The first issue in both cases is standing. For those unfamilar with standing, it derives from the Constitution’s language giving federal courts authority to decide cases and controversies. Traditionally, courts have viewed this language as barring the ability of parties from requesting “advisory opinions” about how courts would rule if the parties did X. As such, the courts require a real dispute. More importantly, standing is concerned about who brings the dispute. In simplest terms, a party can’t bring a case merely because they don’t like what the other party is doing. The party bringing the case must be injured by the opposiing party’s actions in a way that can be fixed by the court. Under the federal system, the state governments do not have the right to challenge the acts of the federal government merely because a given state disagrees with the federal government’s decisions. They have to show that the federal government’s acts injure that state.

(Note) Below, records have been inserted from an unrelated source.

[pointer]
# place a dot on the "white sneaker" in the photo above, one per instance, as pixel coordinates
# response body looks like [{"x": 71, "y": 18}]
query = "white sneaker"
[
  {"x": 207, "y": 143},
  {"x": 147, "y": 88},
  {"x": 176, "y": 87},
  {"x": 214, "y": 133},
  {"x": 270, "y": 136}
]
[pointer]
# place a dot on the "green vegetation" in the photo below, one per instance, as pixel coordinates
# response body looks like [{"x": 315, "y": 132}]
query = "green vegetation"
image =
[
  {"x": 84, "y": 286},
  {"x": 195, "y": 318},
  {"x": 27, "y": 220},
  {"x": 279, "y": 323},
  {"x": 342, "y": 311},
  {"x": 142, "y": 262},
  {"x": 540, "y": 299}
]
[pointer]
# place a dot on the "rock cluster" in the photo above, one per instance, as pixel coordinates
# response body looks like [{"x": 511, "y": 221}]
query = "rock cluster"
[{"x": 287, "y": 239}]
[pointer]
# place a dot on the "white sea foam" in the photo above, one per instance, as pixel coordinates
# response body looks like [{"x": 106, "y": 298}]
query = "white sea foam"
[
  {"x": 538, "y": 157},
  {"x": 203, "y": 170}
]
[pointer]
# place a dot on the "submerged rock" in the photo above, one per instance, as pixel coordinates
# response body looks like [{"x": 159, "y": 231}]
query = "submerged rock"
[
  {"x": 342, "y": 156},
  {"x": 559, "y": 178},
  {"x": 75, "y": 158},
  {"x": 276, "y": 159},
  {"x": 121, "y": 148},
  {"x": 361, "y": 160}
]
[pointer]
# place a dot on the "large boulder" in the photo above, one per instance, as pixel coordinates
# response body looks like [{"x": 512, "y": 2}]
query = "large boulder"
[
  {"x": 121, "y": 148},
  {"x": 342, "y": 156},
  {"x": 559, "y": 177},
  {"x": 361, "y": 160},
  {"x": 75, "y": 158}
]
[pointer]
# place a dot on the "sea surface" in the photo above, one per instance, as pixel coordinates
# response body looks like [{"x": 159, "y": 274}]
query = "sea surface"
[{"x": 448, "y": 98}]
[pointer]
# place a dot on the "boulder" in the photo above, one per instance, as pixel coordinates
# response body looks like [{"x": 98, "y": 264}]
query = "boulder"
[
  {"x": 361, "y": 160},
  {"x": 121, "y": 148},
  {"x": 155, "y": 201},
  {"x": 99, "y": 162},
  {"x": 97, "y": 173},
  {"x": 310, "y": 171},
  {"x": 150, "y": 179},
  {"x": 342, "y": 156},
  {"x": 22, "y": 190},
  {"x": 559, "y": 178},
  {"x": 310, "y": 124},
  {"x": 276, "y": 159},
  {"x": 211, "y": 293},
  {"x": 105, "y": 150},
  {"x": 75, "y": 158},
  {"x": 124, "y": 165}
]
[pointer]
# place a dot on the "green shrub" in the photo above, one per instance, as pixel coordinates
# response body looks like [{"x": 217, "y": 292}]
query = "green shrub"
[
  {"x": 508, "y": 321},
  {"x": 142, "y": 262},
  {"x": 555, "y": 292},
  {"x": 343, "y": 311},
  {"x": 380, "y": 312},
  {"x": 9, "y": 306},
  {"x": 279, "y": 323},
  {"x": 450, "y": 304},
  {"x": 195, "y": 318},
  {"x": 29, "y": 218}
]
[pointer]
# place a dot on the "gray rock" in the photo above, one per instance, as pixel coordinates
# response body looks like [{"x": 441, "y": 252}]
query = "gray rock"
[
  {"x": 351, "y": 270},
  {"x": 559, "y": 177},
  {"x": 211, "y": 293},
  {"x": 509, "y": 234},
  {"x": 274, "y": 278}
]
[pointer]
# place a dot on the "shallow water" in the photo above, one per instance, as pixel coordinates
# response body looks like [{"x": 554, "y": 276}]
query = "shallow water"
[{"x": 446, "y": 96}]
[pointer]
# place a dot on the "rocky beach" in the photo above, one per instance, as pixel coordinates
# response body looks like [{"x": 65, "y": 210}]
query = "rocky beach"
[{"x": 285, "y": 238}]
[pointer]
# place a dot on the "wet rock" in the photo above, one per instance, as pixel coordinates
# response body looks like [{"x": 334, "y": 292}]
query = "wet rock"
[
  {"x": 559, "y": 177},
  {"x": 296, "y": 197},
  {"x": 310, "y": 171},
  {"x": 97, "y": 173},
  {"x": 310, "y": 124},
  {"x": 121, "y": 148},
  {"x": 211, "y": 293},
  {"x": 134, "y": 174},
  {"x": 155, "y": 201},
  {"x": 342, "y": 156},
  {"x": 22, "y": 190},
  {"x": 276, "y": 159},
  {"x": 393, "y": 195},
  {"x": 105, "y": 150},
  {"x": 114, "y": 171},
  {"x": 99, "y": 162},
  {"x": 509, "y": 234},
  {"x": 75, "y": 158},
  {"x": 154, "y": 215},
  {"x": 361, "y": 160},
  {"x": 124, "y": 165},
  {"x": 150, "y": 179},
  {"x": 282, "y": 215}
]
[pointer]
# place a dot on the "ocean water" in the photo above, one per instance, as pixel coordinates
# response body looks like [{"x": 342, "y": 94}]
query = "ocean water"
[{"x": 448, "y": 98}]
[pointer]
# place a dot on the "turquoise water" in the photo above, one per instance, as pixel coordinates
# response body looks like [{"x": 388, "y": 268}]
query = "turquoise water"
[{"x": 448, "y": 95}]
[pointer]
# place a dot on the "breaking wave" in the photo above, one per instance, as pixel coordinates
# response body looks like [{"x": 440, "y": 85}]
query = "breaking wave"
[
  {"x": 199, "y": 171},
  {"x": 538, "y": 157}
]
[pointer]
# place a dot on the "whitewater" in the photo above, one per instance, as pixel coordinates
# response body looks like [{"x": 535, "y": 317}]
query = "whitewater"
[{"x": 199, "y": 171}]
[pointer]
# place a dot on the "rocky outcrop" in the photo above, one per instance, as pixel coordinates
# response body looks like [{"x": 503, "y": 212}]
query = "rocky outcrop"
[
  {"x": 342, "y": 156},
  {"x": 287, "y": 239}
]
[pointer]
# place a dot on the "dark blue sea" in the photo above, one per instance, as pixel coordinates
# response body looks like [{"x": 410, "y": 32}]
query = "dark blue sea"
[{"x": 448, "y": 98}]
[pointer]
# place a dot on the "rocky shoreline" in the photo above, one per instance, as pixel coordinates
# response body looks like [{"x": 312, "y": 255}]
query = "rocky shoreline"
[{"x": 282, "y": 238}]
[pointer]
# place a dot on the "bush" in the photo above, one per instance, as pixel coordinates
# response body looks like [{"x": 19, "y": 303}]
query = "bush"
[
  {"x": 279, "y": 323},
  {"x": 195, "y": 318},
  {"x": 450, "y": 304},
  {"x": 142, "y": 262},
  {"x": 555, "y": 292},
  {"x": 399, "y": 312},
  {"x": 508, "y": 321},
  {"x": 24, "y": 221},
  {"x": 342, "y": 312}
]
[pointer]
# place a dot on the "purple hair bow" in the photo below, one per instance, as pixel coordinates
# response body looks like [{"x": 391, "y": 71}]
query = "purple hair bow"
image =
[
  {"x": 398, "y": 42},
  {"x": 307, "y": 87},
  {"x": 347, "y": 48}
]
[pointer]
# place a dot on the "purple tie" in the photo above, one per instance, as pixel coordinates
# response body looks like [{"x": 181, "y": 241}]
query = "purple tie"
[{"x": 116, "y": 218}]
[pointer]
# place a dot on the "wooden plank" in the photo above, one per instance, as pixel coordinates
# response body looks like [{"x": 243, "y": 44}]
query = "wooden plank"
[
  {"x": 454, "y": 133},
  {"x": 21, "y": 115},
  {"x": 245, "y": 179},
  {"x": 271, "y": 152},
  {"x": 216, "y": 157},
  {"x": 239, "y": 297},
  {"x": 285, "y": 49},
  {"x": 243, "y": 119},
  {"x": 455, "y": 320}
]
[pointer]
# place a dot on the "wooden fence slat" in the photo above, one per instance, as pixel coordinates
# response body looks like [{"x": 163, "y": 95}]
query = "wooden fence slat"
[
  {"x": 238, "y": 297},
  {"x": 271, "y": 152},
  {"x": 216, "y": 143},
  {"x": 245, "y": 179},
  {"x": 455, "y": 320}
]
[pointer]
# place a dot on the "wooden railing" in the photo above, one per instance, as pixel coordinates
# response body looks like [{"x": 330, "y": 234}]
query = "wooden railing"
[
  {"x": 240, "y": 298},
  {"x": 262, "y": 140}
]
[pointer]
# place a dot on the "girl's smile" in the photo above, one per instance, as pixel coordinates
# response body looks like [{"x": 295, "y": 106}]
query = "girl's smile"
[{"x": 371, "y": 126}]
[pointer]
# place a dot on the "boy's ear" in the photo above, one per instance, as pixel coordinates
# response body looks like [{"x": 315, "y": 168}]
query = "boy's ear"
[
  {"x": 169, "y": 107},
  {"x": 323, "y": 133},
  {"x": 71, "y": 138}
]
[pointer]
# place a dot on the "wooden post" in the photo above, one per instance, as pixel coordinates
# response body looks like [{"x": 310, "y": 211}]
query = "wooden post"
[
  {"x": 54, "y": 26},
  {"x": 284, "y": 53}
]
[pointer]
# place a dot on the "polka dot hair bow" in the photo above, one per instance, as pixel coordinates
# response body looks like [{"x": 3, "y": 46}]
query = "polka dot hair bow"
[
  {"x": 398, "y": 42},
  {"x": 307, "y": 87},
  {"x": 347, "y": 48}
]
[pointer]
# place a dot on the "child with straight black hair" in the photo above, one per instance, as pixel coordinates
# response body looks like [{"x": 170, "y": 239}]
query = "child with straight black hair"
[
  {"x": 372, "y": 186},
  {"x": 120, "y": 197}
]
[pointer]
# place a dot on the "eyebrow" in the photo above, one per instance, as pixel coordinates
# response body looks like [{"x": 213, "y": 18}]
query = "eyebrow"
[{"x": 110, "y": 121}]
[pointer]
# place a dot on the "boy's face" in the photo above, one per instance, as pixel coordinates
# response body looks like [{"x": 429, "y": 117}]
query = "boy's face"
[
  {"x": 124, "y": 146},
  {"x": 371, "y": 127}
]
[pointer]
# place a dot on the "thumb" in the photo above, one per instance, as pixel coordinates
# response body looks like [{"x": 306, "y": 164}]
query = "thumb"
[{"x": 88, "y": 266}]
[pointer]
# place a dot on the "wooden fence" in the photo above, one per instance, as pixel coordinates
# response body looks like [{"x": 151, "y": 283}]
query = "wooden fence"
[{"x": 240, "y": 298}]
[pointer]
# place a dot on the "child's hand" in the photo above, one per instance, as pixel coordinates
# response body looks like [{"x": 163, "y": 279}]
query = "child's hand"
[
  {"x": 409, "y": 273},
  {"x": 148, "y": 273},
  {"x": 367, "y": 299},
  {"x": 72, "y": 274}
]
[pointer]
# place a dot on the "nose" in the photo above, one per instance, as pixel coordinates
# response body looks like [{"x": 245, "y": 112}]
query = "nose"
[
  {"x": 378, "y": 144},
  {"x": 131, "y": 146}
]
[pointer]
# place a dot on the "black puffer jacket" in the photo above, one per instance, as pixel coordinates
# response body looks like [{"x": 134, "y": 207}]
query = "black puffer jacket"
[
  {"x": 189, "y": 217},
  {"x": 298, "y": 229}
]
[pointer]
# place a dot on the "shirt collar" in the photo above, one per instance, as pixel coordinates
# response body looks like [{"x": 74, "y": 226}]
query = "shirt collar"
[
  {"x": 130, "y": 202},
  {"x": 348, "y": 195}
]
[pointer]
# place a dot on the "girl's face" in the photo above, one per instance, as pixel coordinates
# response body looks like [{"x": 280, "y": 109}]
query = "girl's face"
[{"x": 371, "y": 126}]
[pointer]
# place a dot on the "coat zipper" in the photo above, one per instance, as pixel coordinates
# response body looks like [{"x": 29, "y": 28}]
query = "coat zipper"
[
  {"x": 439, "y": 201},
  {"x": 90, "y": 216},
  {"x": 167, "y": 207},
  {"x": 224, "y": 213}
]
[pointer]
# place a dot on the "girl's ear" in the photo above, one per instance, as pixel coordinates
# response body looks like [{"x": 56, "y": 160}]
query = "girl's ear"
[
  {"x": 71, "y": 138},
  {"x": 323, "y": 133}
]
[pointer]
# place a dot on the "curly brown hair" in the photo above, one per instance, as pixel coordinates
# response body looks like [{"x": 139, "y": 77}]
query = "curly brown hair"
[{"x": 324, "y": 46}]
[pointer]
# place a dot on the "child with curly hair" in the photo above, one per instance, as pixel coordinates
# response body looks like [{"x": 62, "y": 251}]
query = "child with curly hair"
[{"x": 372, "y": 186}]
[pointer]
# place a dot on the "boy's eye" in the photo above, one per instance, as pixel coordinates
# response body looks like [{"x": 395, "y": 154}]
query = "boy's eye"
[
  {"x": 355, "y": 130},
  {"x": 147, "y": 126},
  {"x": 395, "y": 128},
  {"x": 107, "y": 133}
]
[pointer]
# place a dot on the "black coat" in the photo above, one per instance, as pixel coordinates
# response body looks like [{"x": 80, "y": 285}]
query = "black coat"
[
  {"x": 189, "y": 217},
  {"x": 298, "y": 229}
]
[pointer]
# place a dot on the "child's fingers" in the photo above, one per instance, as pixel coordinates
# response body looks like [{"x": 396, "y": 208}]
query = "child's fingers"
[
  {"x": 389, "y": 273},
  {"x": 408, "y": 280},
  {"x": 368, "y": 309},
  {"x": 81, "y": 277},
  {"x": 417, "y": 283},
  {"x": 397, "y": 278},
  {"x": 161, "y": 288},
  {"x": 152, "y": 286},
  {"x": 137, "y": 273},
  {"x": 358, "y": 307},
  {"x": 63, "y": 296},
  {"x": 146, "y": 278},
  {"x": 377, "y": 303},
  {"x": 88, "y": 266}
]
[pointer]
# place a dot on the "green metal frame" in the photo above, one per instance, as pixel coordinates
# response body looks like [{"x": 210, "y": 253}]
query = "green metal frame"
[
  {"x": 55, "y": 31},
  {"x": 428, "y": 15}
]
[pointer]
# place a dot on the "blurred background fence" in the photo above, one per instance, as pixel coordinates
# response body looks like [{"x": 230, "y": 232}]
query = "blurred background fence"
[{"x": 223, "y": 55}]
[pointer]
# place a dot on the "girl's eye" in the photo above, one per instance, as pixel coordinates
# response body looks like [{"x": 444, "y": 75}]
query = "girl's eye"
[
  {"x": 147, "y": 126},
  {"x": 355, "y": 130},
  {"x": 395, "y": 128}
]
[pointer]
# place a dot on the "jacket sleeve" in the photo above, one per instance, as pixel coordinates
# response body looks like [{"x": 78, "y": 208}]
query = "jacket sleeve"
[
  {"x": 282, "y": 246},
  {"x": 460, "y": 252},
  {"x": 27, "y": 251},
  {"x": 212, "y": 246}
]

For the state challenge, the lower court found standing based on the impact of loan forgiveness of MOHELA. To understand the issue, one needs to know what MOHELA is. Several of the states over the years have gotten heavily involved in the processing and handling of student loans. I remember that when I was in law school, my student loans were handled by the Pennsylvania equivalent of MOHELA. While I do not know the structural details of all of these agencies, MOHELA is somewhat equivalent to Fannie Mae. Like Fannie Mae, MOHELA is a separate entity from the state government. MOHELA is not a party to the case. The question for the Supreme Court is whether Missouri has the right to speak for MOHELA. If there is a decision in favor of the student loan forgiveness program, it is likely to be based on the theory that Missouri is not MOHELA and Missouri has not shown that it will be harmed if MOHELA is harmed. If Missouri does not have the right to sue on behalf of MOHELA, it is unclear how any of the state governments has standing on any other theory.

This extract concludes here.